Would say, the Earth-Sun system be constantly losing energy due to the mutual gravity tug? Or would such an effect have to be greater than the "fine constant" (quantum discontinuity) in order to happend?

And Off Topic, something I've been wondering. Why is the Moon getting further away from the Earth? For all intents and purposes it should do the opposite.

had the earth-sun system or the earth-moon system be a simple two body system then yes over time they would be constantly losing energy to todal forces and orbit each other more closely till they coalesce into one body.

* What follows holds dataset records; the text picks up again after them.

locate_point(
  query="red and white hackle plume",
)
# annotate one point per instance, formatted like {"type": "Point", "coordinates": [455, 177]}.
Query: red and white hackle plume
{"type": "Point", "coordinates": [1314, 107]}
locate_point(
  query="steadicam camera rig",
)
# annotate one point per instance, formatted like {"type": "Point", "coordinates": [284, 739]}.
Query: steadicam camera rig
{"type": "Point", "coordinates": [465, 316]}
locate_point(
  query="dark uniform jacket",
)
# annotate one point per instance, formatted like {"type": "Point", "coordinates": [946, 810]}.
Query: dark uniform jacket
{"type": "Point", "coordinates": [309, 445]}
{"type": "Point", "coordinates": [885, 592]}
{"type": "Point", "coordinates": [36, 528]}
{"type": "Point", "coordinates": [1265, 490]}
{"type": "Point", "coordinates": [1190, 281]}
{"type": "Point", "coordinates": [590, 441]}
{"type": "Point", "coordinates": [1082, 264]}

However, our solar system is a chaotic system. So it is not so simple anymore. For example, the moon-earth system is being acted on by the sun and the other planets which affect the system in unpredictbale (in the long term) ways. That is the reason why the moon may be moving away from earth.

 

[Aphex_Twin]

Ok, so the solar system taken as a whole should be losing energy, even if some parts of it gain it. But how influent is the said discontinuity?

 

[smalltalk]

Chairmen Meow, microbe
v=sqrt(2GM/d)
...
actually it's a bit more complicated than that, but I'll stay out of calculus for this..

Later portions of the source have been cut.